クラシック、オペラの粋を極める!

海外旅行はオペラが優先、コンサートが優先、観光二の次

2020/2/10 魔の試練 その2

続き。

足止めを食らったスイス・バーゼル駅で、必死に考えを巡らした結果、まず決めたこと。
それは、ドレスデン行きを取り止めることだった。

帰国のフライトは、ドレスデンからフランクフルト経由の羽田行きとなっている。
なので、本来なら、オペラが観られる観られないに関係なく、とにかくドレスデンに行き、そこから帰国をスタートさせなければならない。
だが、そうではなく、ドレスデンに行かずにフランクフルトを目指した方がいい。そう思った。

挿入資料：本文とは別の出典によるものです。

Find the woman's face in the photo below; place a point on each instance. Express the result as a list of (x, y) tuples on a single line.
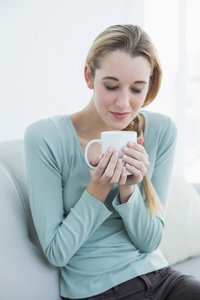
[(120, 88)]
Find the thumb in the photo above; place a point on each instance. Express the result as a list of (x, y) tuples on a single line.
[(140, 140), (95, 160)]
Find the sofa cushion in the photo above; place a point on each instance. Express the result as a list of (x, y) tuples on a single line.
[(181, 235), (25, 272)]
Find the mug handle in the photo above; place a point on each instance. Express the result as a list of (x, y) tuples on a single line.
[(86, 151)]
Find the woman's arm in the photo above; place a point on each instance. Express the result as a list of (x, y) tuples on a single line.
[(60, 235)]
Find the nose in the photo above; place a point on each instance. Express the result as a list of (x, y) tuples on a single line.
[(123, 100)]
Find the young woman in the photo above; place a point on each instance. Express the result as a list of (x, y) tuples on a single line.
[(101, 227)]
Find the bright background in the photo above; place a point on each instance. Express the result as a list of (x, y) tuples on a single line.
[(44, 43)]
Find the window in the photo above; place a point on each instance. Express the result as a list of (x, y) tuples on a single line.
[(173, 27)]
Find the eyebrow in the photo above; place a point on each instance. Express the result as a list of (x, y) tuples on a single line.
[(116, 79)]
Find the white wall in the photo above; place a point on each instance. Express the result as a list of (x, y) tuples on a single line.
[(43, 45)]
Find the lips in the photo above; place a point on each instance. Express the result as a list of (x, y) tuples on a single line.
[(120, 116)]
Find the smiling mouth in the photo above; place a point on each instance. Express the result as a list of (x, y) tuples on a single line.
[(120, 116)]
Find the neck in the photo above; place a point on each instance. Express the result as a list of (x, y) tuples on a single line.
[(87, 122)]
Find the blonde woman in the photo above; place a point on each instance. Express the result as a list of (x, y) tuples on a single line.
[(101, 227)]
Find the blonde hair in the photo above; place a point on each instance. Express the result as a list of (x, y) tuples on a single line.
[(132, 40)]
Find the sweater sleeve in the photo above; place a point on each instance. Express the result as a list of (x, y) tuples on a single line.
[(144, 230), (60, 235)]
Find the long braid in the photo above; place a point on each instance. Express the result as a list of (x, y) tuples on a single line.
[(152, 199)]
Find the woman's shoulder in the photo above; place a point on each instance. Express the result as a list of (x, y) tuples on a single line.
[(159, 122), (48, 128)]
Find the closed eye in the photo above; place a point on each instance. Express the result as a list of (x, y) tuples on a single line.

「予約していた二区間のうち、ドレスデンからフランクフルトの一区間フライトをぶっ飛ばす。」
バーゼルでの最初の決断。
ドレスデンまでの道のりは遠い。仮に嵐が収まって電車が動き、ドレスデンに辿り着けたとしても、到着は夜遅くなるだろう。もしかしたら深夜になるかもしれない。
そうやってなんとかドレスデンに行ったとしても、本日のフライトが大幅に乱れたことを受け、運行への影響が翌日にまで及ぶ可能性があるんじゃないか? その時、ドレスデンからのフランクフルト経由で、羽田行きに確実に乗り継げるという保証は、いったいどこにある??

そこらへん、もうちょっと詳細に説明しようか。
飛行機の運行というのは、必ず「行って、帰ってくる」という往復になっているのをご存知か。
私が「ドレスデンからフランクフルトまで」という飛行機に乗る時、その前に必ず「フランクフルトからドレスデンまで」というフライトが存在している。ドレスデンから乗るためには、まず飛行機がフランクフルトから来ていなければならない。自分が乗る片道だけの問題だけではないのだ。
だから、フランクフルトから飛行機が飛んで来なければ、ドレスデン出発便はキャンセルになる。フランクフルトからの飛行機の到着が遅れれば、ドレスデン出発便も遅れる。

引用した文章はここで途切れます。